I’m based in a social science department, and it took several years of involvement to get comfortable in the data science community. I also have many colleagues who do equally data-intensive work but have not yet entered the community. Data-intensive social scientists are often already siloed in their field as graduate students and often have much less formal training in computational methods, which can make it even harder to participate in the community. Expanding the connections between data science and domain specialists, especially graduate students, is something that I was inspired to take back to my home institution.
Faculty working across disciplines, either through research relationships or as joint hires between departments, face unique challenges around assessing their work and progress. In particular, we discussed the example of a faculty member with a primary appointment in one field and a secondary appointment in data science. When that faculty member is assessed for tenure, they must meet the requirements for tenure in the primary department, which often doesn’t have the same priorities as data science. In particular, interdisciplinary research does not always translate easily to tenure requirements, and means that this work is disincentivized and can make it difficult to engage with their secondary appointment in data science during the tenure process.
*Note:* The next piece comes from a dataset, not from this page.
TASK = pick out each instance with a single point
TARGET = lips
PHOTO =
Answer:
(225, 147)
In graduate school, I have a primary affiliation with linguistics and a secondary affiliation with a data science institute. My research tends to be more interdisciplinary, and while I am supported by my advisor and department, I have experienced the additional challenges of communicating and sharing interdisciplinary research in both my domain and data science communities.
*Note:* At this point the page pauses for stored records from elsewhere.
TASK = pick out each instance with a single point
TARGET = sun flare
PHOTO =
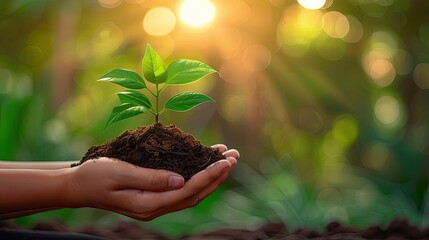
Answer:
(197, 13)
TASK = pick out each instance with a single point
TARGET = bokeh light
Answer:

A secondary effect of the interdisciplinary issue discussed above is the increased workload associated with multiple affiliations. An example given in the summit was that scholars are expected to work at 100% in their home department, and if they carry an additional affiliation with a data science institute, this can end up being 120% commitment. This, on top of the already demanding workload in academia, can present an additional challenge to participating in the community. An important part of this discussion was that finding ways for data science work to replace rather than supplement existing commitments would go a long way towards alleviating this burden.
Especially in my first few years of grad school, I felt that my domain and data science affiliations were developing in parallel rather than in concert, which resulted in a heavier workload than I had originally envisioned for myself. In my later years of my program, I was able to bring these two things into harmony, especially as data science became more central to my professional goals. However, that early involvement was essential for building a foundation for the work that I’m doing now both in my research and professionally, and so I am grateful that I got involved at an early stage. I was inspired by these discussions to bring back what I’ve learned to help graduate students prioritize their time so they can experience the benefits of interdisciplinary research while mitigating extra workload.
Attending this summit as a graduate student helped me understand the broader structures that filtered down to impacting my individual journey through graduate school. My main takeaway was that scholars from many backgrounds can and should be involved in academic data science. Upon reflecting on my own experience during this conference, I realized that although there are some barriers to doing so, being involved at the earliest career stage possible benefits both the data science community and the scholars themselves. In the coming months, I hope to use the lessons that I’ve learned to help connect scholars in my field to the academic data science community, with a focus on those who are very early in their program.